How to Enrich and Deduplicate New CRM Contacts with AI Before Import
Build a Spojit workflow that takes a raw contact list, uses an Agent-mode Connector node to standardize names and infer company and segment as structured JSON, filters out contacts already in Klaviyo, enriches the survivors with an HTTP lookup, and creates clean profiles.
What This Integration Does
Raw contact lists are messy. People type their names in inconsistent casing, leave the company field blank, and the same person turns up two or three times across spreadsheets. Importing that straight into your marketing platform pollutes your audience, skews your segments, and burns send budget on duplicate or junk records. This workflow puts an Agent-mode Connector node in the middle of the import path: it cleans each record, infers the missing fields, and only lets through contacts that are genuinely new before they ever reach Klaviyo.

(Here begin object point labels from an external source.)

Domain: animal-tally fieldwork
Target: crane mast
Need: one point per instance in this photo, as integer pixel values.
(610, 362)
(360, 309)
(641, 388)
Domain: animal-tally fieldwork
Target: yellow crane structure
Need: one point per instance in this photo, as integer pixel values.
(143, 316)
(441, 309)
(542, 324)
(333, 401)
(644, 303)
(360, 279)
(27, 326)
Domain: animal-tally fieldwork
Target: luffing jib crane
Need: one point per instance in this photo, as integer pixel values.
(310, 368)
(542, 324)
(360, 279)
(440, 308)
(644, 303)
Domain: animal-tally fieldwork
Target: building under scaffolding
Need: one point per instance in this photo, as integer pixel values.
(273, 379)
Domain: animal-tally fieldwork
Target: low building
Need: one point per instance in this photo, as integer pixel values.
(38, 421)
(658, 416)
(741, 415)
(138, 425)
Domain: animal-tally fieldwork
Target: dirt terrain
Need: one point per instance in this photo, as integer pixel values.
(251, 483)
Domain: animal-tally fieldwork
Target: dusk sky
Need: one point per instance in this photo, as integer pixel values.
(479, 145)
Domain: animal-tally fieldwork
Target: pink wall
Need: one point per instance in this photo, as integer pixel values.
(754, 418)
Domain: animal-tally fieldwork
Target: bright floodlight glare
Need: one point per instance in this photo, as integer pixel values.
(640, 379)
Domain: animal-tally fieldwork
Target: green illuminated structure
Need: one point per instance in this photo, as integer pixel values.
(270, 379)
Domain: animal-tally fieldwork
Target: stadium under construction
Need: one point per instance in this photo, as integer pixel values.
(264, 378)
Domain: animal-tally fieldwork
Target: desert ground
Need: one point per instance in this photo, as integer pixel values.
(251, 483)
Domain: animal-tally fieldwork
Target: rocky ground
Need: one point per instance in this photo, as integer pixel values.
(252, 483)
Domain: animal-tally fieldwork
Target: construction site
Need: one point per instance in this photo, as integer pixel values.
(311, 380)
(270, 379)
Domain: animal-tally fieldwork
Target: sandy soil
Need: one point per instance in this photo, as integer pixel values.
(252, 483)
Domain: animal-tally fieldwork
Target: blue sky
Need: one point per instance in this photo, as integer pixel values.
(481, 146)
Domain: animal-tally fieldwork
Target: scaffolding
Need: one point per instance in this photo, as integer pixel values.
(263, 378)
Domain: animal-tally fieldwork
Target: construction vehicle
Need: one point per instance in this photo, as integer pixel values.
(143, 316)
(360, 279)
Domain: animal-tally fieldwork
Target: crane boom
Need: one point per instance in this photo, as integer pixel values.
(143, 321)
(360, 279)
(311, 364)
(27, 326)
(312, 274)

The workflow runs on a Manual trigger, so you paste or pass a batch of raw contacts and press Run. Each contact is normalized and enriched by an Agent-mode Connector node that returns structured JSON, checked against your existing Klaviyo profiles, enriched again with a public HTTP lookup, then created in Klaviyo. The run leaves new, clean profiles in your Klaviyo account and skips anything that already exists, so re-running the same batch is safe: contacts that were imported on the first pass are filtered out on the second.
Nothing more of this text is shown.